O cineasta se adiantou, assumindo a função de corifeu:

— …é que a maioria dos cineastas brasileiros ou só quer saber de dinheiro ou não sabe sequer escrever um roteiro coerente! — O bilionário sussurrou mais coisas. — Um dos diretores que financiei — prosseguiu o cineasta corifeu — morava num muquifo lá no centro da cidade. Ele sumiu por uns seis meses! Quando reapareceu, dirigia um carro zero quilômetro, morava num apartamento que comprara num bairro nobre e o filme… — e se inclinou para ouvir mais sussurros — … e o filme que me entregou foi feito com aquelas câmeras digitais antigas, aquelas miniDV, e com atores péssimos. Sem falar na trama sem pé nem cabeça e no roteiro sem começo, meio e fim. E o diretor se justificou dizendo que era um filme de arte! — O bilionário lhe soprou mais coisas ao ouvido. — Um grande filho da puta! — continuou o cineasta, aprumando-se. — Essa gente do cinema nacional está acostumada a receber dinheiro do Estado a fundo perdido e acha que pode fazer a mesma coisa com um financiador privado! Estão viciados nesse sistema, não valem nada! Estão se lixando para a fruição do público. Dos espectadores, eles só querem uma presença minimamente razoável para justificar mais um projeto. Os cineastas ligam o “foda-se” para o bom gosto e para as necessidades estéticas que todos temos. Eles se negam a alimentar de forma sadia a nossa imaginação!

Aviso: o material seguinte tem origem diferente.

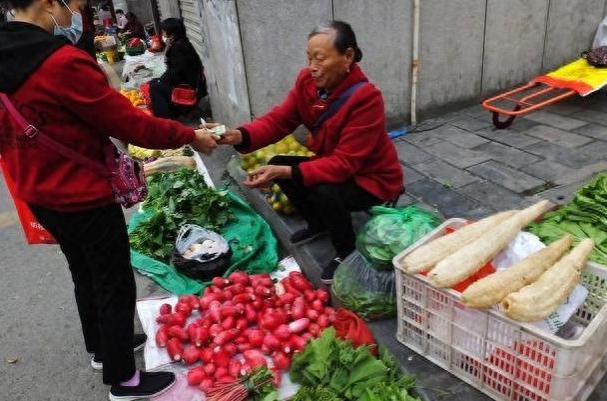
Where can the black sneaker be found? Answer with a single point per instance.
(327, 273)
(138, 344)
(151, 384)
(305, 235)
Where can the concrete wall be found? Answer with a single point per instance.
(469, 49)
(224, 63)
(169, 9)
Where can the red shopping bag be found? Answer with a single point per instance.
(34, 232)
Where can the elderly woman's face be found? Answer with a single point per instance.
(327, 65)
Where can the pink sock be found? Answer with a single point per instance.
(133, 381)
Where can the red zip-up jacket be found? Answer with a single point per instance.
(352, 144)
(69, 99)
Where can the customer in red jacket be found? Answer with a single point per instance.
(61, 90)
(356, 164)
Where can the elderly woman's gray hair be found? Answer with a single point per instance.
(345, 38)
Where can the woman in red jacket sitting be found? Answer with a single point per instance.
(356, 164)
(60, 90)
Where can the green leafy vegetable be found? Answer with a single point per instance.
(176, 199)
(330, 367)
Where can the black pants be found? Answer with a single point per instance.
(96, 246)
(160, 95)
(327, 206)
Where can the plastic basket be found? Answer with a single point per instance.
(505, 359)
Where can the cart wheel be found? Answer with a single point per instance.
(506, 123)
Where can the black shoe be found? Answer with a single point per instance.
(305, 235)
(138, 344)
(327, 273)
(151, 384)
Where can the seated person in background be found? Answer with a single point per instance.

— Nossa, amor, não sabia que aqui era sempre assim.

O bilionário pagou o cineasta, que voltou para o coro.

— Também, linda, quer o quê? Você passa a maior parte do tempo ou na Europa ou em Nova Iorque…

— É, tem isso.

— Uma coisa que eu não esqueço é um dos cenários do filme — continuou o bilionário. — O diretorzinho disse que um amigo dele, artista plástico, foi o responsável. Mas você sabe como eles são. Os artistas hoje… — e gesticulou novamente. O artista, pois, destacou-se do coro e sorveu-lhe as frases murmuradas.

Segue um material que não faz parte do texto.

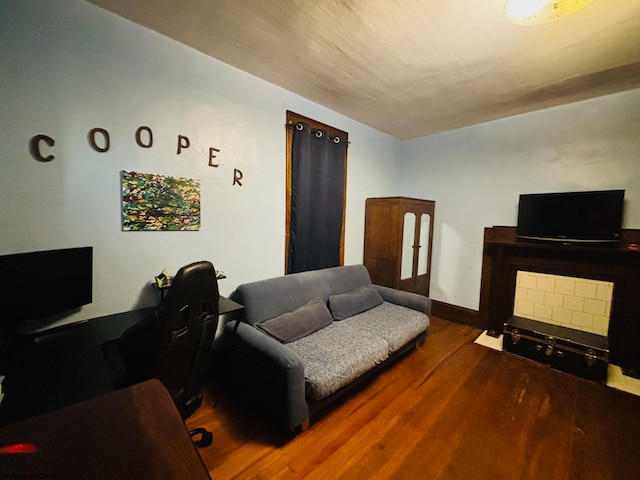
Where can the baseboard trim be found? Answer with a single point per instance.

— … os artistas hoje não têm a menor idéia do que seja a beleza nem sabem retratar a realidade ou mesmo expressar a contento as suas impressões — discursou aos berros o artista, que todos no bar conheciam. — Só querem saber de chocar e de serem originais! O problema é que não fazem nem uma coisa nem outra: querem apenas dinheiro, fama e sexo!

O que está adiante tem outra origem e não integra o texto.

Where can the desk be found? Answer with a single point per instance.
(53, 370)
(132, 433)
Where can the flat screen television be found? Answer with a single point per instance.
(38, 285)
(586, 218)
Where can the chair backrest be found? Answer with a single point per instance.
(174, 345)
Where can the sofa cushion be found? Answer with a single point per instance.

No bar, havia muitos murmúrios: “mas esse não é a estrela da Bienal de cinco anos atrás? Terá perdido o juízo?”

O bilionário, com seu jeitão entre o prestidigitador e o ventríloquo, lhe sussurrou mais coisas.

— Os artistas — prosseguiu o artista plástico — não chocam e não esfregam na cara de ninguém sequer um vislumbre das verdades que apenas um artista real seria capaz de intuir. A sociedade, aliás, já está muito mais chocante do que qualquer besteira que possam inventar. Quanto à originalidade… — e o artista voltou a aproximar o ouvido da boca do bilionário. — Quanto à originalidade, há por acaso gente mais original que nossos deputados e senadores? — e, de mão estendida, recebeu o dinheiro.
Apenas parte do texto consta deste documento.